O problema é o tempo. Com o STF em recesso e o ministro Cristiano Zanin, relator do caso, em viagem a Portugal, a expectativa de uma decisão ainda nesta semana se torna cada vez mais distante. E além da ausência do relator, há a possibilidade de o caso ser redistribuído para a Segunda Turma da Corte, o que pode alongar ainda mais o trâmite judicial.
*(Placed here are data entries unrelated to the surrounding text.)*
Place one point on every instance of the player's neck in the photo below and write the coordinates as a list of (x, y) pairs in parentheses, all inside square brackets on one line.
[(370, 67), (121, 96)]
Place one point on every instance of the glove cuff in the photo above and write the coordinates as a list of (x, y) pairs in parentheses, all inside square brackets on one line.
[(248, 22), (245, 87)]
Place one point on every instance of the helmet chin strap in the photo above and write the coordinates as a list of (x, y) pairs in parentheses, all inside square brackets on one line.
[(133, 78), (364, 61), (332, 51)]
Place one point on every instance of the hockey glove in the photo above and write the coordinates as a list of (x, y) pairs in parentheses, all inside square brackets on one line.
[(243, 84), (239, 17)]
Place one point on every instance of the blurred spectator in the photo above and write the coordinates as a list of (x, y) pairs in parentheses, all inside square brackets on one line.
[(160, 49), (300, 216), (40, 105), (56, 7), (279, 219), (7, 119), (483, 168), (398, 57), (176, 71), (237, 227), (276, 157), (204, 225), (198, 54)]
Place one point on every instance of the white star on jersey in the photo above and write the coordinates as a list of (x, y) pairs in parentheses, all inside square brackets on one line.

Defesa aguarda parecer da PGR
De acordo com o advogado de Eduardo, Juvenal Klayber, o processo corre em segredo de Justiça e os pedidos apresentados pela defesa estão sendo analisados pela Procuradoria-Geral da República (PGR). “Esperamos uma decisão a qualquer momento”, disse em entrevista anterior.
Enquanto a análise do caso não avança no STF, a detenção de Eduardo segue respaldada dentro do prazo legal da prisão preventiva.
Prefeitura segue sob comando de Carlos Velozo
Enquanto a decisão judicial não vem, a gestão municipal segue sob responsabilidade do prefeito interino Carlos Velozo (Agir), que assumiu o cargo no último sábado, 29. Em coletiva realizada na quarta-feira, 2, Velozo afirmou que tem “autonomia total” para conduzir a administração e que continuará com as entregas previstas, como a inauguração da Praça Brasília, no Aureny I ocorrida na noite dessa quarta, 2.
Ele também afugentou rumores sobre possíveis articulações para um processo de impeachment e afirmou que não pretende “desconstruir o que não existe”.